Question : Read H5File from a folder inside a zipped folder into pandas dataframe
Background : The directory structure I have looks like this:
file.zip/2019/file.h5
file.zip is the zipped folder
2019 is the folder inside the zipped folder
I can extract the folder using extractall and read the h5 file from the folder. However, looking to read it directly from the zipped folder to pandas dataframe.
Code to create a sample file:
Here is the code to recreate a sample h5 file that I am trying to use in this scenario:
Step 1:
import h5py
file = h5py.File('sample.h5','w')
dataset = file.create_dataset("dset",(4, 6), h5py.h5t.STD_I32BE)
file.close()
Step 2:
After the file is created, put it in a folder "2019". Place "2019" inside another folder called zipfolder and zip it. So now the directory structure looks like "file.zip/2019/file.h5"
Note: This is an H5py file and HDFStore. Pandas read_hdf cannot work on H5Files.

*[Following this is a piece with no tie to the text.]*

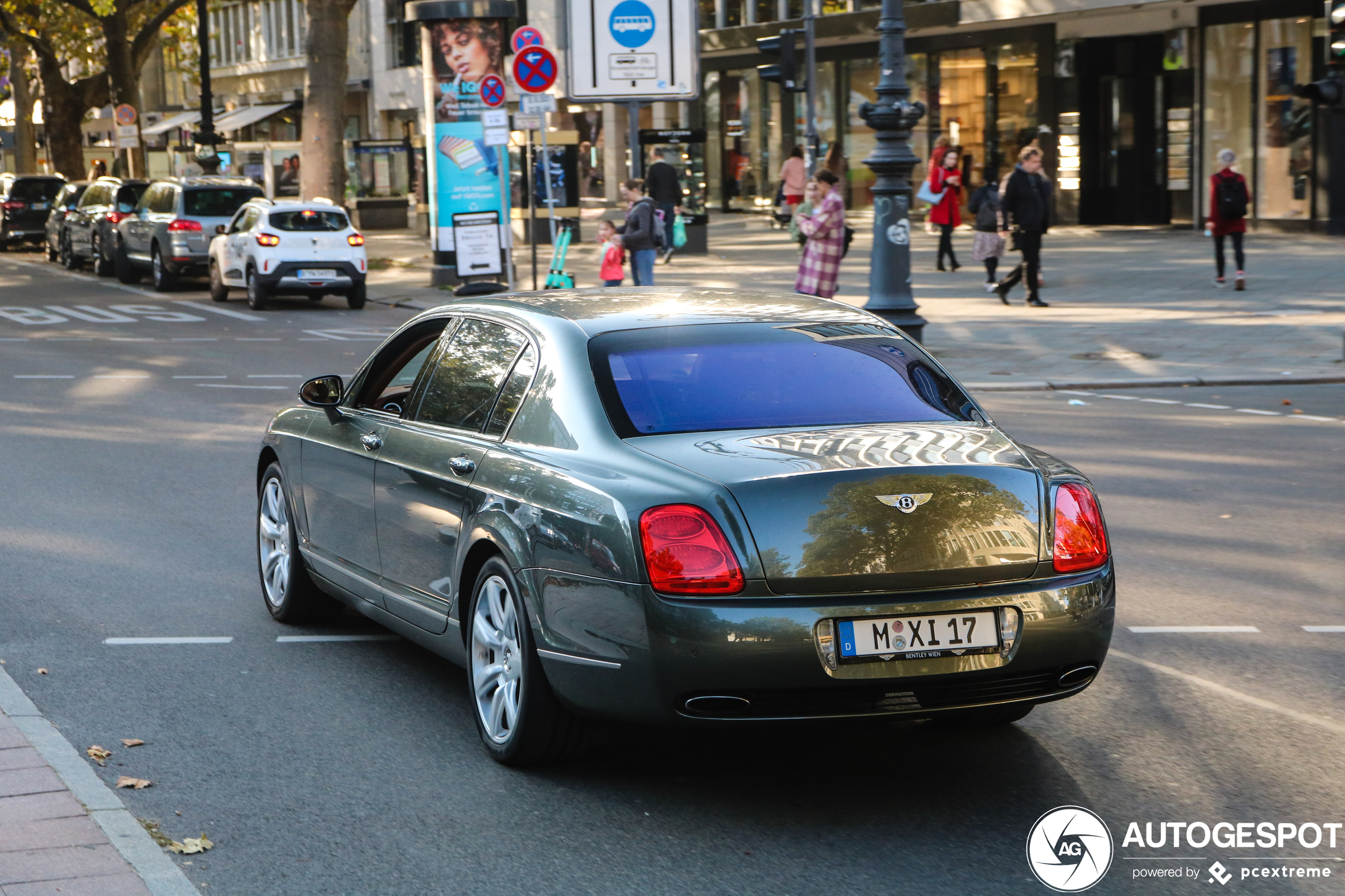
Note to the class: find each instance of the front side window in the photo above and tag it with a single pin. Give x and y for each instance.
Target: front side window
(308, 221)
(738, 376)
(469, 375)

Read on HDF5 documentation for more clarity on H5 Files and HDFStore. They both have different internal structure however the same .h5 extension.For reading H5 Files, h5py package is used.
Figured this out with the help of H5py google group:https://groups.google.com/forum/m/#!forum/h5py
import zipfile
import h5py
import pandas as pd
print(h5py.__version__)# Make sure the version is 2.9 or above
zf = zipfile.ZipFile('zipfolder.zip')
print(zf.namelist())# get the name of the fileobject
fiz = zf.open('zipfolder/2019/sample.h5')
hf = h5py.File(fiz,'r')
print(list(hf.keys())) # To see the datasets inside h5 File
df = pd.DataFrame(hf['dset'][:])
df.head()
Used h5py to read h5Files. Pandas reads only the HDFStore formats that have structured dataframe formats and doesn't read h5files as of now.